Lo bueno es que el artista puso en pie para mí la imagen para que, de frente, se percibiera su belleza; su buen hacer. Y ya que estaba allí, como aquel que se pega a la sombra de un nogal para recitar poemas de amor a la espera de un beso de su amada, le invité a que hablara. Y él me dijo:
–Se trata de una imagen, réplica del original. Como ves, está hecha con un material acrílico especial (silicona), que inicialmente partió de un modelado de barro y con un relleno de resina. Ahora mismo, el proceso en el que estoy pudiera ser el penúltimo, con los retoques y pulidos, para finalmente llegar hasta el policromado. Se decidió utilizar este material por un principio de peso (pesa menos para procesionarla), aunque, si la vieras rematada, no encontrarías grandes diferencias con un tallado tradicional: en madera o en piedra.
–Por lo que estoy viendo, tú utilizas precisamente esos métodos tradicionales. ¿No es así?
–Cierto. Yo tuve la suerte de trabajar al lado de un gran maestro, el escultor Santiago de Santiago, y con él aprendí todos los secretos de este oficio. Si te digo la verdad, me gustaría trasmitirlos a las nuevas generaciones, porque estoy comprobando que hoy el arte camina por otras sendas tan diferentes que, de continuar así, se terminarán perdiendo.
–¿A qué te refieres exactamente?
–Pues que si a los escultores noveles les hablamos de sacado de puntos, de ampliaciones con compases, de moldes flexibles (con silicona) o de determinados modelados, más de uno no sabría por dónde empezar. Y eso no es bueno.
–Ya.
Lo bueno es que este artista, que estudió en la Escuela de Artes y Oficios de la calle La Paloma, de Madrid, domina, como nadie, estas materias y lo demuestra con su obra pública. Decir, por ejemplo, que el altorrelieve, tallado en mármol, de la tumba de Sara Montiel, en Madrid, es obra suya te pone en antecedentes para demostrar sus enormes posibilidades.
En el recorrido por el taller descubrí una pieza, tan diferente de lo habitual, que la quiero destacar.
–Vaya, hombre –me dijo el artista–, pues has escogido la que está más llena de polvo (y raudo cogió un pincel para proceder en consecuencia).
Se trataba de una escultura que, representando un desnudo femenino, fue realizada con piedras blancas. Una sorprendente realización que despista, ya que lo que pudiera parecer no lo es. Manuel, para que se entienda, con la ayuda del pegamento adecuado, fijó cada una de aquellas piedras antes de proceder al tallado.
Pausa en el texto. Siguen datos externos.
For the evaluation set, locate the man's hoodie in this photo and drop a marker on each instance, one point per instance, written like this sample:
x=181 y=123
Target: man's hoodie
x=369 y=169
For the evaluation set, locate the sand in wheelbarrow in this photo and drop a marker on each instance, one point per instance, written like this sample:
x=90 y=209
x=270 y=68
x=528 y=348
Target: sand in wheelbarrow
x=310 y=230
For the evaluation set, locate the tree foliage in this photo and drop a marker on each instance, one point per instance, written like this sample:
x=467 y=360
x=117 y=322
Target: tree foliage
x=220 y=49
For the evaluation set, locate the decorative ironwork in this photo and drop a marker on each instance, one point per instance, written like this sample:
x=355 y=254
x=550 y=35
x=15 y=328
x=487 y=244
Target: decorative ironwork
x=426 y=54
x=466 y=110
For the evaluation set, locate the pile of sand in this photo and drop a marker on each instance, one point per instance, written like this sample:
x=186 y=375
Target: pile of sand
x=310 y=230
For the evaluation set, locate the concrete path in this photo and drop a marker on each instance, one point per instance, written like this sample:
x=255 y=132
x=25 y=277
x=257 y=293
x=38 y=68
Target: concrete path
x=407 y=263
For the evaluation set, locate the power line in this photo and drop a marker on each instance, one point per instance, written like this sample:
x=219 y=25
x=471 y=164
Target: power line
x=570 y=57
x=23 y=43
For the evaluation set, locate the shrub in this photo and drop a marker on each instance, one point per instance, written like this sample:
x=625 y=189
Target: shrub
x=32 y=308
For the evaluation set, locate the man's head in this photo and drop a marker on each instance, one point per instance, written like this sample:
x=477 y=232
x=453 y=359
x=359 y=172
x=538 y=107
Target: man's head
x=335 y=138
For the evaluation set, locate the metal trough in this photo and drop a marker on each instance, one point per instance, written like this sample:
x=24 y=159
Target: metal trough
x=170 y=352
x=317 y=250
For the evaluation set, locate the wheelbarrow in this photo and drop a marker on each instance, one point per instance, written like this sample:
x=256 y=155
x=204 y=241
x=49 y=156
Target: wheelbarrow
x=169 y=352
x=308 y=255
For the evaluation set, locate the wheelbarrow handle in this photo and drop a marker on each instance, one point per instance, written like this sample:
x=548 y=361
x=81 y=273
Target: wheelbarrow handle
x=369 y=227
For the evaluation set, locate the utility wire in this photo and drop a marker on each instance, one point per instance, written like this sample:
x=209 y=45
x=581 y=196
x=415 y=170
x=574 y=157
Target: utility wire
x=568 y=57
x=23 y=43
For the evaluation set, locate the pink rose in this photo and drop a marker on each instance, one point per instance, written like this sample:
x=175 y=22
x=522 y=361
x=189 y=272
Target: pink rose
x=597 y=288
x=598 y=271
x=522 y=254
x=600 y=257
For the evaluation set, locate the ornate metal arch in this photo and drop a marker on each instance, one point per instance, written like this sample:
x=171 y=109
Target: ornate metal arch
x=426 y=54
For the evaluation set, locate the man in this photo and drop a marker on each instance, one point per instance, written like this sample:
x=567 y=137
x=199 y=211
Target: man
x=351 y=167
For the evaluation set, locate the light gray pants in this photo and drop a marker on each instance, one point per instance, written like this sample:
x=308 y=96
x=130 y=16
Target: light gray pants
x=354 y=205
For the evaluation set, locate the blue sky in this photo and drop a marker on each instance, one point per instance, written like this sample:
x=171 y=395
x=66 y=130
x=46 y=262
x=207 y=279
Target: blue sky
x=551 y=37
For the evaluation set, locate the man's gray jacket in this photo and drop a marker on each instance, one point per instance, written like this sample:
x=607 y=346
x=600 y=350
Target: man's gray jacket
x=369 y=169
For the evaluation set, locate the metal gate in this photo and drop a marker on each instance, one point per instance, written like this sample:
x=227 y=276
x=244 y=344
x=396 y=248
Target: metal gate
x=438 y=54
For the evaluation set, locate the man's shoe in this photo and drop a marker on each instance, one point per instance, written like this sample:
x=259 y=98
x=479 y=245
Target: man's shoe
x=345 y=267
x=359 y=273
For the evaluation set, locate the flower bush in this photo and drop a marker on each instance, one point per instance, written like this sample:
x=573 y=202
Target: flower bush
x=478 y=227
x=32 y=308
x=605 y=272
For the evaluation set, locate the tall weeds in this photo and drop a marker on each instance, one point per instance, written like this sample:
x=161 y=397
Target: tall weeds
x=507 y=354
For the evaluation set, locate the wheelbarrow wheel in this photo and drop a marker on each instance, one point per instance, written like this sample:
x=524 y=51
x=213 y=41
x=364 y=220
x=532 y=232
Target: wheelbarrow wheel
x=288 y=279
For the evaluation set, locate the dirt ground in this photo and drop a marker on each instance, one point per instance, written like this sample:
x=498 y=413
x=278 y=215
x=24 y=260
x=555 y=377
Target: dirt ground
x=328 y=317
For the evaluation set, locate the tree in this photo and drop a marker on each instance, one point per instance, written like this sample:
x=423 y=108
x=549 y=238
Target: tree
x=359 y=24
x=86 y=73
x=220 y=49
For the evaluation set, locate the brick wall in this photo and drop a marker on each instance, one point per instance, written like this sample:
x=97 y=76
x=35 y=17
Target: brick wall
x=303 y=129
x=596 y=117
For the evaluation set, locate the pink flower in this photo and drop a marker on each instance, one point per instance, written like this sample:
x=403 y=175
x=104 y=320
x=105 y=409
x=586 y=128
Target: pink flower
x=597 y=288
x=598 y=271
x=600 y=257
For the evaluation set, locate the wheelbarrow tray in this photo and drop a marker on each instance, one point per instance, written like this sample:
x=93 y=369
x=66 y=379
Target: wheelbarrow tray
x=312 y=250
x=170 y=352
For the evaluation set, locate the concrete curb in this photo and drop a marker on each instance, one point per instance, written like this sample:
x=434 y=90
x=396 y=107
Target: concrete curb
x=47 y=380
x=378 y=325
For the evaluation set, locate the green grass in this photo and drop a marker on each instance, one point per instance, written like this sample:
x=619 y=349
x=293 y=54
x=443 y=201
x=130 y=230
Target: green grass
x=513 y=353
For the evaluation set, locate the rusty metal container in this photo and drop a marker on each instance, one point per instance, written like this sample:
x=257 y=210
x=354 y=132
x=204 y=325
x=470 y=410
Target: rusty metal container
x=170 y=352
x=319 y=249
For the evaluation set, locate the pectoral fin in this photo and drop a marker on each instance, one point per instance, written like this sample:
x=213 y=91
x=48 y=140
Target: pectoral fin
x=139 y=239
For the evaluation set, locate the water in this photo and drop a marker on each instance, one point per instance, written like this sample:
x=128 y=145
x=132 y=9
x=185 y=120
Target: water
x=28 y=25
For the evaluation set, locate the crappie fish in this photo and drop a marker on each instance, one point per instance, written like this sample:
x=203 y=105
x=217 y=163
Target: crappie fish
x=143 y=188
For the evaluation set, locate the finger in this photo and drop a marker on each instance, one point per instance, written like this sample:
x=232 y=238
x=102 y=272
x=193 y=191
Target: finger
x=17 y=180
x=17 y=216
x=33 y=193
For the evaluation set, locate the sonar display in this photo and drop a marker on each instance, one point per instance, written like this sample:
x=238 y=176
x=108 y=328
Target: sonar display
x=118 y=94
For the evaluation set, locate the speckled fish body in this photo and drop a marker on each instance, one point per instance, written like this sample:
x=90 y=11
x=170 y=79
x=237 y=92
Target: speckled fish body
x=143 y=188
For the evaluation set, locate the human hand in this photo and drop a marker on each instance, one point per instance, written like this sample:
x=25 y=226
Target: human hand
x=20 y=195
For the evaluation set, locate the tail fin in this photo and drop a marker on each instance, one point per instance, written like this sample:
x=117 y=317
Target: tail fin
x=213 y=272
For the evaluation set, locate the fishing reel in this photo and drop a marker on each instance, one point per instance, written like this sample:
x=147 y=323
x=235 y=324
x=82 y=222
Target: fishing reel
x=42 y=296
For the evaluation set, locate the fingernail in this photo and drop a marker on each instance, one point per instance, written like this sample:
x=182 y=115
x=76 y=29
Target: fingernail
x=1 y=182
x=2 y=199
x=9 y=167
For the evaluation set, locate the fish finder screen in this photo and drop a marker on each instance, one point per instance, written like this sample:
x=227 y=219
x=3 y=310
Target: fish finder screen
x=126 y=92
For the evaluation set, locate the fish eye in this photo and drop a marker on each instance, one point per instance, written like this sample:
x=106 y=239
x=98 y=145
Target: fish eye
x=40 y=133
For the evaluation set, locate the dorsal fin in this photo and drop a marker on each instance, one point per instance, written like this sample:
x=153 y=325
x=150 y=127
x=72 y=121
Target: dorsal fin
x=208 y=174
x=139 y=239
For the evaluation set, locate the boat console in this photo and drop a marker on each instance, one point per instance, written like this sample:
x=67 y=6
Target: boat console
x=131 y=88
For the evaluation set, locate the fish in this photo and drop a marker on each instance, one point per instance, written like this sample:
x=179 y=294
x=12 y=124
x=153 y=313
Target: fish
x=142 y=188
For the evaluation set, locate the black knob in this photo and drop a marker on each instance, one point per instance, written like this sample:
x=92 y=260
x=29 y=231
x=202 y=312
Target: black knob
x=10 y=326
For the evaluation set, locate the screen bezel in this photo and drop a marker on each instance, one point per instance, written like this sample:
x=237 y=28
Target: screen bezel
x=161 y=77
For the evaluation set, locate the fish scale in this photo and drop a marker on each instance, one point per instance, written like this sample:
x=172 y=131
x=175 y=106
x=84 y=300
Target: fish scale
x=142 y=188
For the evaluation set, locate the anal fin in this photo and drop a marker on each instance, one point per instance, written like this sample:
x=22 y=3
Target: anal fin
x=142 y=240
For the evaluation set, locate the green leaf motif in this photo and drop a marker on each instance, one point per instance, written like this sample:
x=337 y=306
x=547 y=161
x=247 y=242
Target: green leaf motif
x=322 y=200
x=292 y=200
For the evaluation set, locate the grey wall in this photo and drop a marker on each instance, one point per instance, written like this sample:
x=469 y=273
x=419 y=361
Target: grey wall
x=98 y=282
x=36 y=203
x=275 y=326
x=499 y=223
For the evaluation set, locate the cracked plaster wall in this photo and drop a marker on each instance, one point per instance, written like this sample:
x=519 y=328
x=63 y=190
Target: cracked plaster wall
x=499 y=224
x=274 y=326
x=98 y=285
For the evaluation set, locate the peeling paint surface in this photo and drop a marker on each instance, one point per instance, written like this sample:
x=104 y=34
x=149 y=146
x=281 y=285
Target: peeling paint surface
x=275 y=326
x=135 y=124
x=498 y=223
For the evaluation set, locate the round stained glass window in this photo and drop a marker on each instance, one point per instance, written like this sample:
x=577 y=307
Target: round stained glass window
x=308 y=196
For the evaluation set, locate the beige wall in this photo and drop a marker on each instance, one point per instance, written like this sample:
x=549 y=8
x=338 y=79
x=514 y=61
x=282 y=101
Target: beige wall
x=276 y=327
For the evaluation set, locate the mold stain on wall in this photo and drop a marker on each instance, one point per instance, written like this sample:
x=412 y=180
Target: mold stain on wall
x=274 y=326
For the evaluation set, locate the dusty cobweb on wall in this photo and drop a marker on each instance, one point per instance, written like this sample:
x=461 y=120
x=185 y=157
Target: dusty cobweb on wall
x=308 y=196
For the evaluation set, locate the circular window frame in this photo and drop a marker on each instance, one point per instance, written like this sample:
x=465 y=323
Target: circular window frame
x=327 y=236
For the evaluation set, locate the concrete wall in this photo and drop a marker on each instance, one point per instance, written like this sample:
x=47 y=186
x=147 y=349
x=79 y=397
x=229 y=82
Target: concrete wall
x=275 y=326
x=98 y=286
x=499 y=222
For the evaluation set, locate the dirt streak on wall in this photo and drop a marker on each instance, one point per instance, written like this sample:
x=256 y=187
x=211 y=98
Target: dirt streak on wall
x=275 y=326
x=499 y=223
El resultado, la verdad, al menos para mí, además de original, fue de lo más interesante.
Veía en aquel taller tantas herramientas, materiales y obras interesantes, sí, que, utilizando la imagen de aquel elefante en una cacharrería, avanzaba con pasos firmes sin fijarme en los «peligros» que, en silencio, habitaban por la piel de los suelos, hasta que… «metí las patas»: mi pie derecho quedó fijado con tanta intensidad en un borrón pegajoso que… Nada. Lo cuento para que sepas, lector, que, además de gustarme la visita a cualquier taller artístico, intento poner todo mi interés en ello para transmitir, tal vez, sensaciones nuevas, necesarias para comprender la obra y los milagros de un gran artista como Manuel Crespo Martínez.
Y Manuel me obedeció al pie de esa letra que todavía no había decidido poner antes del punto final.
–Quiero, Manuel, que la última fotografía que te haga sea en la calle que llamáis Real, aquí en Castrillo de los Polvazares.
Una calle larga por donde las tormentas y las brujas se alejan al comprobar que no tienen ninguna posibilidad de llevar su maldad al interior de las casas. Se lo impiden los botijos en los tejados y los marcos blancos que los lugareños han pintado con primor en las ventanas y puertas. Por los poyos, aquel día, solo el silencio envolvía con sus dedos una bendita soledad. Y Manuel, con su arte, era el personaje idóneo, el único protagonista y con merecimientos suficientes, que habría de quedar inmortalizado por encima de aquellas históricas piedras. Arte en estado puro.